The Shelduck is a large, somewhat Goose-like Duck with a conspicuous bill and elongated head.These Ducks are widespread along the Solway, another winter visitor to Britain.The Shelduck has a loud call when in flight which makes them stand out on a misty morning on the Marsh.Eggs are laid in a hole in the ground, sometimes using old Rabbit warrens, also nests can be seen above ground in the trunk of a tree.
Wigeon are a delightful duck to watch along the Solway coast, with there distinctive call they are unmistakable.The Wigeon first bred in England in 1897, only occasional breeders in the north of England.The Solway Firth has a large number of Migrants that spend the Winter here.The sound of a wetland full of these colourful ducks is quite special, as there loud musical "whee-00" whistle sound is a very distinctive call.Wigeon regularly mix with Teal, and Pintail ducks on the Solway plain.
The Ringed Plover is another of our winter visitors, but a large number are resident along the solway.These small dainty birds like to congregate in flocks of fifty or more birds.

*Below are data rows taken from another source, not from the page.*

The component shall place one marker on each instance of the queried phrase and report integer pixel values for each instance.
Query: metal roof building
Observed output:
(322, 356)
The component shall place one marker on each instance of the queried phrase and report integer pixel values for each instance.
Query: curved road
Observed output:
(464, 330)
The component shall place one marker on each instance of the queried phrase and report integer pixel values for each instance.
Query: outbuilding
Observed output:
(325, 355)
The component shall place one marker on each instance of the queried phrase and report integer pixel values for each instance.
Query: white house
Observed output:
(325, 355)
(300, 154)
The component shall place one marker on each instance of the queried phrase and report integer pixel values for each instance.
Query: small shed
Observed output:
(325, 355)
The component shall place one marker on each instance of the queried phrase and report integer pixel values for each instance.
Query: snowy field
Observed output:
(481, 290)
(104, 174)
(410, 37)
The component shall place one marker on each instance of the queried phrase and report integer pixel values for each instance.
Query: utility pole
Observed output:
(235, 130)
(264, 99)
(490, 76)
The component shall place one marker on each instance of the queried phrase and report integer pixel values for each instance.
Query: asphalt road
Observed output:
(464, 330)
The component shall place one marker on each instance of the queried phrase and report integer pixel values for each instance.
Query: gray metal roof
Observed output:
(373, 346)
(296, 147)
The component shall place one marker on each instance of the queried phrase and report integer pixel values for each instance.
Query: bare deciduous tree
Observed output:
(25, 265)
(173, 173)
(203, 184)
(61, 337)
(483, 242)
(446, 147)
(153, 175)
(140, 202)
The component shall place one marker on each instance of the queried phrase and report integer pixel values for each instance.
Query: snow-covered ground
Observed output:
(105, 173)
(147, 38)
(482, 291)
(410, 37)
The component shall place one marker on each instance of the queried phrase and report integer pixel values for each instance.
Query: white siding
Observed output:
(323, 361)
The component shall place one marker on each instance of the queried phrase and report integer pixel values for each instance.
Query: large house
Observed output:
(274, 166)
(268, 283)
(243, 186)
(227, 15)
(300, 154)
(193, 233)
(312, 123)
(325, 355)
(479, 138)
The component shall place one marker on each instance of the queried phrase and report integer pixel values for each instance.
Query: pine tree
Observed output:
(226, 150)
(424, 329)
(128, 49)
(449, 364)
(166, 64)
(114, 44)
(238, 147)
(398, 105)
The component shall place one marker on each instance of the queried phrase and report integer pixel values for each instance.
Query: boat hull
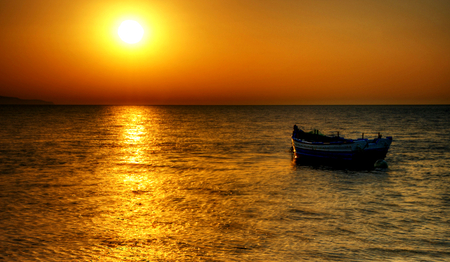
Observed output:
(362, 151)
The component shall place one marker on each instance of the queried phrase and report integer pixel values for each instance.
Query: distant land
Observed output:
(5, 100)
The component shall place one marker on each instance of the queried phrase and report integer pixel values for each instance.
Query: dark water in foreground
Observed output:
(217, 183)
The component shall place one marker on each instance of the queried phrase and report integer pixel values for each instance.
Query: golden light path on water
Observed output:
(159, 209)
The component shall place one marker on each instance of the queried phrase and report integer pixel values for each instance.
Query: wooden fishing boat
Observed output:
(316, 146)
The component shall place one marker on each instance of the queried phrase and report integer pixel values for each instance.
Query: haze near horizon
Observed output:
(227, 52)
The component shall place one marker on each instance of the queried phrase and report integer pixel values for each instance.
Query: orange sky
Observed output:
(227, 52)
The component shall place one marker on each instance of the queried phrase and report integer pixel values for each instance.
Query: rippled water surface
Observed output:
(218, 183)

Another fantasticaly coloured duck of the Solway, is the Teal, with its vivid green stripe across its face making this duck stand out from the others.The quack of a Teal is quite different from that of a Mallard , in that the Teal has a sqeaky element to its call.
The pure white plumage of the Little Egret stops you in your tracks as you walk along the Solway Coast, the white colouration against the green grass being highly noticable.The Solway provides an ideal habitat for this winter visitor.The Egret also ventures inland along Rivers and small streams.The numbers seem to be increasing each year on the Solway Firth.
A cold early October morning, with mist hanging above the Brackish water of the Estuary, the full moon visible in the lightning sky.None of this would be complete without the legendary sound of the Barnacle geese that fill the Autumn mist filled sky of the Solway Firth.With there shrill barking sound resinating across the coast as they fly in great skiens in a long v shape in search for fertile land, the Barnacle brings the Solway to life.Up until the seventeenth Century it was believed that the Barnacle Goose miraculously hatched from sea-shells suspended from rotting wood or the legendary "barnacle tree". But of course we now know that these birds come from there Arctic breeding grounds to over winter on the Solway.The majority of the Barnacle population on the Solway are spitsbergen birds.The solway starts to see these birds in the latter part of September, they remain here until the end of March.